# Upgrading Series 3 Model TCD663160 Australian Model



## stephenleonard56 (Nov 15, 2012)

i had my hard drive die on me and just changed it for a 1Tb hard drive and it was simple enough with the right tool. Now comes the hard part that I never found out before I started. I need to get hold of a copy of the firmware or copy of the software. And what way's are there of copying it to the new drive. I really would have thought that being so much like a computer it would have download automatically from the internet.:down: If anyone has this software(firmware) can it be sent to me PLEASE.


----------



## L David Matheny (Jan 29, 2011)

stephenleonard56 said:


> i had my hard drive die on me and just changed it for a 1Tb hard drive and it was simple enough with the right tool. Now comes the hard part that I never found out before I started. I need to get hold of a copy of the firmware or copy of the software. And what way's are there of copying it to the new drive. I really would have thought that being so much like a computer it would have download automatically from the internet.:down: If anyone has this software(firmware) can it be sent to me PLEASE.

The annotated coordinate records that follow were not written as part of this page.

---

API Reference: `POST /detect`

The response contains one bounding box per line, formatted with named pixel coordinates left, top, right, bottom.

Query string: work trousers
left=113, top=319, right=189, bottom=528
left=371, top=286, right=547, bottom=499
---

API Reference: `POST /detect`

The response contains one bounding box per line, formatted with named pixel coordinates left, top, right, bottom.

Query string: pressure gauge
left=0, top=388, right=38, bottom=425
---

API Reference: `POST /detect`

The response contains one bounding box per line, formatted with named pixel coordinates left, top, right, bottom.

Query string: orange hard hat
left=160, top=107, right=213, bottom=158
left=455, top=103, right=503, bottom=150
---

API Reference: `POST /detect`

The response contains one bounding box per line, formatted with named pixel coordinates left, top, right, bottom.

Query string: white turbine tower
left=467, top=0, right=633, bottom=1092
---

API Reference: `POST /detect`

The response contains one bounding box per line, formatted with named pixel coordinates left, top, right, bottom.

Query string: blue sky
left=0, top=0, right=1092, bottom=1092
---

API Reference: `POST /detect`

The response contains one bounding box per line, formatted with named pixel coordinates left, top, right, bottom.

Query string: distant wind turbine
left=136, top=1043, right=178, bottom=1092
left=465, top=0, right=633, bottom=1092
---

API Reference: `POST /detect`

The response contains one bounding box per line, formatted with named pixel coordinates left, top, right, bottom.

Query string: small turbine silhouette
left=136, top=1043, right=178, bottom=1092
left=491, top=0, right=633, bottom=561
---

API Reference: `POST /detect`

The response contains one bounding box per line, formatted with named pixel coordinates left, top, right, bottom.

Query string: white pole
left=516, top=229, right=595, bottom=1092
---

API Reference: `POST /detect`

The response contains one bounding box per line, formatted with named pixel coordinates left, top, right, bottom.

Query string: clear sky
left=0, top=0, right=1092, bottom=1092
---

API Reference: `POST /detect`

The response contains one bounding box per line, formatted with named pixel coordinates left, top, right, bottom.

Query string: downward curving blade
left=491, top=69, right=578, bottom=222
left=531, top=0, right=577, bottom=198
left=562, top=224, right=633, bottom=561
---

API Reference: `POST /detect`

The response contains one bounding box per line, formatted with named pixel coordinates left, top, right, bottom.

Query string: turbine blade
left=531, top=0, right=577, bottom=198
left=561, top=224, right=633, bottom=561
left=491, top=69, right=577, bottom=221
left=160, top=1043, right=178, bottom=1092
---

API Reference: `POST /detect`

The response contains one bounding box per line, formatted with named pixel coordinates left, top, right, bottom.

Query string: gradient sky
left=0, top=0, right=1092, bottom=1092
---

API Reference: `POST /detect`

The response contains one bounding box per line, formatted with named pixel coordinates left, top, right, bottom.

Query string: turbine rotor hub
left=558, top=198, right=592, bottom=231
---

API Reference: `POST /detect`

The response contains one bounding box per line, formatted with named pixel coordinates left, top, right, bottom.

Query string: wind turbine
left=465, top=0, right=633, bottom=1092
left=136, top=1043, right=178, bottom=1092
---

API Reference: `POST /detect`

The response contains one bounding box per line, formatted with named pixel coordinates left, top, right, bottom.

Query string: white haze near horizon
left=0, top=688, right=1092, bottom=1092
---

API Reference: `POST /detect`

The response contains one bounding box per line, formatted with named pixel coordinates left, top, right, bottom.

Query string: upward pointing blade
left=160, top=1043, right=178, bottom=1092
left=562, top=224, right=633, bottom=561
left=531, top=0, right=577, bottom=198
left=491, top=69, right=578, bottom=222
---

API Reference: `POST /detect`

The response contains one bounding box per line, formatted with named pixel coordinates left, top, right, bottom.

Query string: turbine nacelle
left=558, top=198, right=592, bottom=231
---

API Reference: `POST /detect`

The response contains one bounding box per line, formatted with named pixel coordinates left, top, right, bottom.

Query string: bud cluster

DVD recorders are programmed in firmware. The ones with hard-drive video storage may be able to format a blank hard drive. A TiVo isn't like that. It is a Linux computer, and its hard drive contains the Linux operating system, the TiVo application software, data such as season passes and the program guide, and of course video data from recordings you make. The firmware in a TiVo is (like most computers) just enough to perform a basic self-test and then boot the operating system from the hard drive. If your desktop computer hard drive failed, would you replace the hard drive with a blank one and expect that it would somehow load Windows and Internet Explorer and Microsoft Word and your other applications from the Internet? Of course not. You might want to look at this thread: Need an image? Don't PM me.


----------



## Arcady (Oct 14, 2004)

A modern Mac can download the OS from the internet and format a new blank hard drive.

Of course, a TiVo won't do that (unless it is a new DirecTV model.)


----------



## stephenleonard56 (Nov 15, 2012)

L David Matheny said:


> DVD recorders are programmed in firmware. The ones with hard-drive video storage may be able to format a blank hard drive. A TiVo isn't like that. It is a Linux computer, and its hard drive contains the Linux operating system, the TiVo application software, data such as season passes and the program guide, and of course video data from recordings you make. The firmware in a TiVo is (like most computers) just enough to perform a basic self-test and then boot the operating system from the hard drive. If your desktop computer hard drive failed, would you replace the hard drive with a blank one and expect that it would somehow load Windows and Internet Explorer and Microsoft Word and your other applications from the Internet? Of course not. You might want to look at this thread:
> 
> Thanks for this info. Although I had already found this but there wasn't any software for my model? I am new to doing this so excuse me for being dumb about the linux operating system comment.


----------